A Deployed Online Reinforcement Learning Algorithm In An Oral Health Clinical Trial
Anna L. Trella, Kelly W. Zhang, Hinal Jajal, Inbal Nahum-Shani, Vivek Shetty, Finale Doshi-Velez, Susan A. Murphy
TL;DR
This work demonstrates the deployment of an online reinforcement learning algorithm within the Oralytics mHealth platform to optimize timely engagement prompts for oral self-care. By extending Thompson-Sampling contextual bandits with a full-pooling reward model and weekly Bayesian updates, the study emphasizes replicability and autonomy in a clinical-trial setting, including robust fallback mechanisms and an end-to-end software pipeline. A retrospective re-sampling analysis on trial data shows that the algorithm learned state-dependent advantages to prompting, though some evidence may be confounded by chance in certain states. The simulation-based evaluation validates the pooling approach and informs design decisions for a phase 2 trial planned for spring 2025, underscoring the practical impact of online RL for public-health interventions in real-world clinical workflows.
Abstract
Dental disease is a prevalent chronic condition associated with substantial financial burden, personal suffering, and increased risk of systemic diseases. Despite widespread recommendations for twice-daily tooth brushing, adherence to recommended oral self-care behaviors remains sub-optimal due to factors such as forgetfulness and disengagement. To address this, we developed Oralytics, a mHealth intervention system designed to complement clinician-delivered preventative care for marginalized individuals at risk for dental disease. Oralytics incorporates an online reinforcement learning algorithm to determine optimal times to deliver intervention prompts that encourage oral self-care behaviors. We have deployed Oralytics in a registered clinical trial.
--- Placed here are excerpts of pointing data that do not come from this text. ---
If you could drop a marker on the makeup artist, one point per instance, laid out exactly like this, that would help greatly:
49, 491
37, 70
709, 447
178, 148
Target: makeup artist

The deployment required careful design to manage challenges specific to the clinical trials setting in the U.S. In this paper, we (1) highlight key design decisions of the RL algorithm that address these challenges and (2) conduct a re-sampling analysis to evaluate algorithm design decisions. A second phase (randomized control trial) of Oralytics is planned to start in spring 2025.